I tried playing around with providing a single valued error to a data structure and I think this is the most stable way to do it:

fn isErrorValue(comptime E: type) bool {
    return switch (@typeInfo(E)) {
        .ErrorSet => true, else => false,
    };
}

pub fn MakeStruct(comptime error_value: anytype) type {
    if (comptime !isErrorValue(@TypeOf(error_value))) {
        @compileError("Parameter must have parent type ErrorSet.");
    }
    return struct {
        const ErrorType = @TypeOf(ErrorValue);
        const ErrorValue = error_value;

        pub fn myCreate(_: @This(), comptime T: type, alloc: Allocator) ErrorType!*T {
            return alloc.create(T) catch ErrorValue;
        }
        fn errorValue(_: @This()) ErrorType {
            return error_value;
        }
    };
}

const MyError = error { MyOOM };

pub fn main() !void {

    const foo = MakeStruct(MyError.MyOOM){};

    // compiles fine...
    const x = try foo.myCreate(usize, std.heap.page_allocator);

    // still works fine...
    defer std.heap.page_allocator.destroy(x);

    // we get the right error
    std.debug.print("\n{s}\n", .{ @errorName(foo.errorValue()) });
}

I tried being clever with @errorFromInt but that actually plucks values out of the global error set. The MyError.MyOOM value turned out to be 11, which is definitely unstable unless you’re grabbing that value directly.

Anyhow, to @IntegratedQuantum… you mentioned not wanting to rewrite half the standard library (lol) so I was wondering what it would take to make mirrored structures (just to see what the overhead for that would be)…

I analyzed array_list.zig and I actually think there is a way out here. It’s actually quite easy. Check this out…

Probably a good function to start with:

        pub fn ensureTotalCapacityPrecise(self: *Self, new_capacity: usize) Allocator.Error!void {
            if (@sizeOf(T) == 0) {
                self.capacity = math.maxInt(usize);
                return;
            }

            if (self.capacity >= new_capacity) return;

            // Here we avoid copying allocated but unused bytes by
            // attempting a resize in place, and falling back to allocating
            // a new buffer and doing our own copy. With a realloc() call,
            // the allocator implementation would pointlessly copy our
            // extra capacity.
            const old_memory = self.allocatedSlice();
            if (self.allocator.resize(old_memory, new_capacity)) {
                self.capacity = new_capacity;
            } else {
                const new_memory = try self.allocator.alignedAlloc(T, alignment, new_capacity);
                @memcpy(new_memory[0..self.items.len], self.items);
                self.allocator.free(old_memory);
                self.items.ptr = new_memory.ptr;
                self.capacity = new_memory.len;
            }
        }

First, the return type. But if you gave it a second parameter that it can be customized with at the type definition level like…

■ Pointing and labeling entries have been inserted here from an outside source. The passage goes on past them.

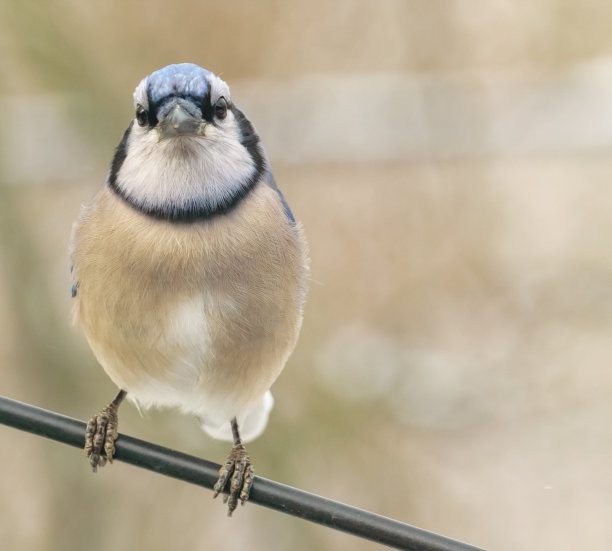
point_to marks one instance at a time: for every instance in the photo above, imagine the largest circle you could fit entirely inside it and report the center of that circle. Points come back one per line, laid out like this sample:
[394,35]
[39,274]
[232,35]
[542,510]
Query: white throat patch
[187,171]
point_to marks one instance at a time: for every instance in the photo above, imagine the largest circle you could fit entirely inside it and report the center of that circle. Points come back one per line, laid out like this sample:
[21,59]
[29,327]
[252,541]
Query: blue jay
[189,270]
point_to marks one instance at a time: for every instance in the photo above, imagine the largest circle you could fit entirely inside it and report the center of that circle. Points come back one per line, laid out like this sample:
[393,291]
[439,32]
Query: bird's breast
[185,309]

const whatever = MyArrayList(T, my_error)...

And then save that error type like in the example I provided above…

const ErrorValue = error_value;
const ErrorType = @TypeOf(error_value);

You could then text replace all instances of Allocator.Error with ErrorType so all the return types are correct.

Okay, now the fun part - handling the allocator stuff. I did a search for try allocator and only found 3 matches in the entire array_list.zig file.

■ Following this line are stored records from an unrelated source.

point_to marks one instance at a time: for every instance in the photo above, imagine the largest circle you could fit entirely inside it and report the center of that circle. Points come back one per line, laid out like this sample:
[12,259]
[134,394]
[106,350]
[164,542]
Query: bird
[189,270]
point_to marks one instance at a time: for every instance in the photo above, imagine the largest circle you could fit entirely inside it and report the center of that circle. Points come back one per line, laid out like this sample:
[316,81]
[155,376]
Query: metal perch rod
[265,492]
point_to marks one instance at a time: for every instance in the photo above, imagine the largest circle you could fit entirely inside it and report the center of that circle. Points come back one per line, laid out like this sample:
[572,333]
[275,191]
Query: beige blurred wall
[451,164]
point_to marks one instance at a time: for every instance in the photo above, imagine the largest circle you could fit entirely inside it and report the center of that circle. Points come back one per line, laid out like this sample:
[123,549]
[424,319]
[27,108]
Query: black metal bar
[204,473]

You could go to those places, write a catch return ErrorValue instead of try. Now, they won’t be directly assignable with other ArrayLists, but that may not be a bad thing actually… however since you can get the ArrayList.items field, you can just pass the slice around if you need to view the data - maybe even qualify the child type as const while we’re at it.

I will say there’s one complication with the UnmanagedArrayList… that version uses temporary Managed array lists - so those call sights would need the extra comptime value parameter passed to their definitions. So that said, there’s a little more work to support unmanaged versions of things but if you just want one version, it’s easy.

Honesty, not bad all in all if you’re just trying to replace allocator errors (at least in this one case).